January 15,1966: The day that changed Nigeria January 15, 2016

January 15,1966: The day that changed Nigeria
January 15, 2016

January the 15th, 1966 is no ordinary date in Nigeria’s history. On this fateful day, precisely fifty years ago, Nigeria socio-political and economic landscape was changed for good. It was the day a group of mutinous officers in the Nigerian Army, led by Major Kaduna Chukwuma Nzeogwu, staged the country’s first coup d’etat, leading to the assassination of key Nigerian leaders, senior officers in the army, and the abduction of three others. It was the day whose events set off the collapse of the First Republic, resulted in a counter-coup six months later, led to the Nigerian Civil War, and ushered in 30 years of military interventions in Nigerian politics from which the country is yet to fully recover,
Among others, the coup plotters abducted the Prime Minister of Nigeria, Sir Abubakar Tafawa Balewa, the country’s first Minister of Finance and Chief Festus Okotie-Eboh; killed the Premier of the Northern Region and Sarduana of Sokoto, Sir Ahmadu Bello; and killed the Premier of the Western Region, Chief Samuel Ladoke Akintola. The dead bodies of Balewa and Okotie-Eboh were discovered six days later at a roadside near Lagos. Other notable persons that were killed included Brig-Gen. Samuel Ademulegun and his wife, Brig-Gen. Zakariya Maimalari, Col. Kur Mohammed, Col. Shodeinde and Lt.-Col. Abogo Largema.

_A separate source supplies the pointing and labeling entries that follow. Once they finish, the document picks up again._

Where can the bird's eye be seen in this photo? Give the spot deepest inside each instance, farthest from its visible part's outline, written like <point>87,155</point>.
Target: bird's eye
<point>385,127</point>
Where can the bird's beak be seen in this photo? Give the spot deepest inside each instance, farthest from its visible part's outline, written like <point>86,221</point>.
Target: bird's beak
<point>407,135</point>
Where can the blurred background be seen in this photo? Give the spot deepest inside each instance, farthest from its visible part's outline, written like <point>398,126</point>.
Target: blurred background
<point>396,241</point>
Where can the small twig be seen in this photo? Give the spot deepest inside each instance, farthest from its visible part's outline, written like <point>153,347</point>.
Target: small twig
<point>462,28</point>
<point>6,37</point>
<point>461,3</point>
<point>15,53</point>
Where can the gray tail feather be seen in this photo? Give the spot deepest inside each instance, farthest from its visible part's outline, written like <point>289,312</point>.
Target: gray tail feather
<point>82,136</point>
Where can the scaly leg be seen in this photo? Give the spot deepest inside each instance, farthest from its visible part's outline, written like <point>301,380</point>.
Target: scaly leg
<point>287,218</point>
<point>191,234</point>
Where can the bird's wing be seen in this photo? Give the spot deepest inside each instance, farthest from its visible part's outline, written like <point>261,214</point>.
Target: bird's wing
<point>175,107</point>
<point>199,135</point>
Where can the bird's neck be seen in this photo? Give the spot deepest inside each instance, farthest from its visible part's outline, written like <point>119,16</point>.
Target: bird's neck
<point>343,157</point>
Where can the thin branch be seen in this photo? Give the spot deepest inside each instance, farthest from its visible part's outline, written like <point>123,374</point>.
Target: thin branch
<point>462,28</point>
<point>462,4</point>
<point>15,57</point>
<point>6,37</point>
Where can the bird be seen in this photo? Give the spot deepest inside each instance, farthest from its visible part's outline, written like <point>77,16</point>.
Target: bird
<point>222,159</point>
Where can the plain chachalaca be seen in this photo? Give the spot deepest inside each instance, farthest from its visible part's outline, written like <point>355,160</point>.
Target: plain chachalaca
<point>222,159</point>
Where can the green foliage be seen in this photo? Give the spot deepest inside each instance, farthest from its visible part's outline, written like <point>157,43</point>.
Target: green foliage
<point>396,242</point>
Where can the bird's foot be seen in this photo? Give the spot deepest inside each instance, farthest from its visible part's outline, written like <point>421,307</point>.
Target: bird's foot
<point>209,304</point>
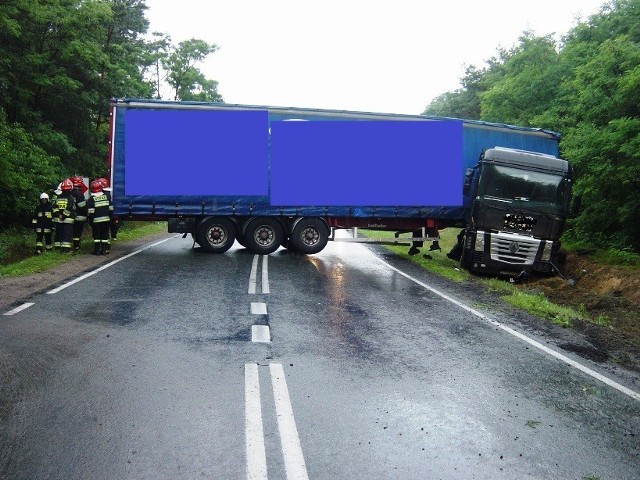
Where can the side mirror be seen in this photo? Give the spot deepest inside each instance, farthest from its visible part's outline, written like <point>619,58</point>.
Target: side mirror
<point>468,175</point>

Notably, five out six of the coup plotters were of Igbo extraction, while all those killed were of either northern or Yoruba extraction. The act of overthrowing a constitutionally elected government was compounded by the fact that one of the officers, Lieutenant Oguchi, dispatched to “take care” of the Premier of the Eastern Region, Dr. Michael Okpara, arrested him, while Mr. Nwafor Orizu, who was the Senate President and also the acting President of the country in the absence of Dr. Nnamdi Azikiwe, who was out of the country on the day of the coup, capitulated by handing over the reins of government to the most senior person in the Armed Forces at the time, Major-Gen. Johnson Aguiyi-Ironsi, yet another Igbo man.